Biodegradable Carbonate Nanogels Loaded with Anti MFAP-5 siRNA for Anti-stromal Therapy of Hepatocellular Carcinoma.

Hepatocellular carcinoma (HCC) remains a leading cause of cancer-related mortality, particularly in advanced stages where therapeutic options are limited. Cancer-associated fibroblasts (CAF) within the tumor microenvironment (TME) contribute significantly to tumor progression and represent a promising therapeutic target. In this study, we developed biocompatible and biodegradable polycarbonate nanogels for the improved lipid-free, CAF-targeted delivery of siRNA against microfibrillar-associated protein 5 (MFAP-5), a pro-angiogenic factor expressed by inflammatory CAF (iCAF). Using a cirrhotic murine HCC model (C-HCC), we demonstrated that intravenously injected anti-MFAP-5-siRNA-loaded nanogels (NG:siMFAP5) silenced the MFAP-5 expression, reduced fibroblast activation, and suppressed tumor growth in a dose-dependent manner.
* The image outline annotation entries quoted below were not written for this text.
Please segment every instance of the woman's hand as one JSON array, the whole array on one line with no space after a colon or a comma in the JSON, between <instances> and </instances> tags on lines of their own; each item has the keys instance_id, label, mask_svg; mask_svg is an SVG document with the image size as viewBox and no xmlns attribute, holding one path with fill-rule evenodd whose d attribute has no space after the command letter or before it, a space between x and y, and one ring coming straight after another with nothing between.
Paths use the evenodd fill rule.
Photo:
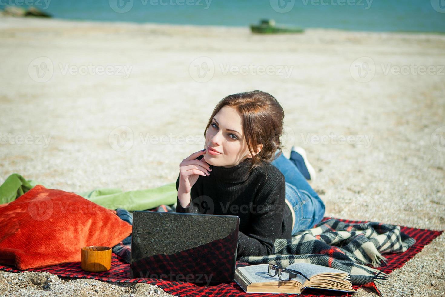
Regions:
<instances>
[{"instance_id":1,"label":"woman's hand","mask_svg":"<svg viewBox=\"0 0 445 297\"><path fill-rule=\"evenodd\" d=\"M182 160L182 162L179 164L179 185L178 189L178 198L180 195L190 193L192 187L198 180L199 175L207 176L210 175L209 171L211 169L207 163L202 161L204 158L201 160L196 159L205 153L206 150L193 153Z\"/></svg>"}]
</instances>

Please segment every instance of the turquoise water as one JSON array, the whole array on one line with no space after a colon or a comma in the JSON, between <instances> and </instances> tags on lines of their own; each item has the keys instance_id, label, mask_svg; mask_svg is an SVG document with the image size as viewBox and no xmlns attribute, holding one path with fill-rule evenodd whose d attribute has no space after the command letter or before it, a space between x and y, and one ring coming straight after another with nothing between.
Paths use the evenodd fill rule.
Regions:
<instances>
[{"instance_id":1,"label":"turquoise water","mask_svg":"<svg viewBox=\"0 0 445 297\"><path fill-rule=\"evenodd\" d=\"M0 7L26 3L72 20L246 26L270 18L303 28L445 33L445 0L2 0Z\"/></svg>"}]
</instances>

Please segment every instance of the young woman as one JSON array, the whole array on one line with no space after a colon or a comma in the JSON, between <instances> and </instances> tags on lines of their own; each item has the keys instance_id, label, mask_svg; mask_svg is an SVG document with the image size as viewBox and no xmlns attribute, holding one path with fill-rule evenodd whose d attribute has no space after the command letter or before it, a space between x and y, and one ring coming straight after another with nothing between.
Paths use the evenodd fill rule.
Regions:
<instances>
[{"instance_id":1,"label":"young woman","mask_svg":"<svg viewBox=\"0 0 445 297\"><path fill-rule=\"evenodd\" d=\"M284 117L267 93L228 96L209 120L204 149L179 164L176 212L239 216L237 258L273 254L276 239L312 228L324 213L306 181L315 171L304 150L282 154Z\"/></svg>"}]
</instances>

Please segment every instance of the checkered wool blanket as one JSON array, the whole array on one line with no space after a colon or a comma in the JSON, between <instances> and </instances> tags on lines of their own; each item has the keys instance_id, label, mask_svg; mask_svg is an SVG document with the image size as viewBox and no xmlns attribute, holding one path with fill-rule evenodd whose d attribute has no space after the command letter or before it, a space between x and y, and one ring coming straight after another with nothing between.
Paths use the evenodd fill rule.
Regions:
<instances>
[{"instance_id":1,"label":"checkered wool blanket","mask_svg":"<svg viewBox=\"0 0 445 297\"><path fill-rule=\"evenodd\" d=\"M116 210L121 219L130 224L127 211ZM174 207L161 205L154 211L174 212ZM130 263L131 235L114 246L113 251ZM403 252L416 240L400 232L400 227L377 222L348 224L336 219L299 232L290 239L279 238L273 255L241 257L238 260L251 264L271 263L286 267L292 263L309 263L336 268L349 273L354 285L371 287L380 293L378 283L388 275L374 267L386 264L383 253Z\"/></svg>"},{"instance_id":2,"label":"checkered wool blanket","mask_svg":"<svg viewBox=\"0 0 445 297\"><path fill-rule=\"evenodd\" d=\"M349 273L353 284L367 285L378 292L377 283L385 281L388 275L364 264L384 265L386 259L382 253L403 252L415 242L399 226L373 222L349 224L330 219L291 239L277 239L273 255L239 260L285 267L298 262L328 266Z\"/></svg>"}]
</instances>

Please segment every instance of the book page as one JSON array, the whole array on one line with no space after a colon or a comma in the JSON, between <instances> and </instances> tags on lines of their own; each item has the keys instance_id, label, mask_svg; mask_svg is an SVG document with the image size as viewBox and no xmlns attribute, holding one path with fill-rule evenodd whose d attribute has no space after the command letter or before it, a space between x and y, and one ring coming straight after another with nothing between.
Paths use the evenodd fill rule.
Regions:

In vivo biodistribution studies revealed preferential uptake of nanogels by CAF, followed by dendritic cells and macrophages. Mechanistically, MFAP-5 was shown to promote angiogenesis via NOTCH/Hes1 signaling in fibroblasts. MFAP-5 expression in human HCC samples and conserved signaling pathways between mice and humans underscore the translational relevance of this target. Our findings highlight the therapeutic potential of CAF-targeted siRNA delivery using polycarbonate-based nanogels to inhibit stromal-driven angiogenesis and tumor progression in HCC.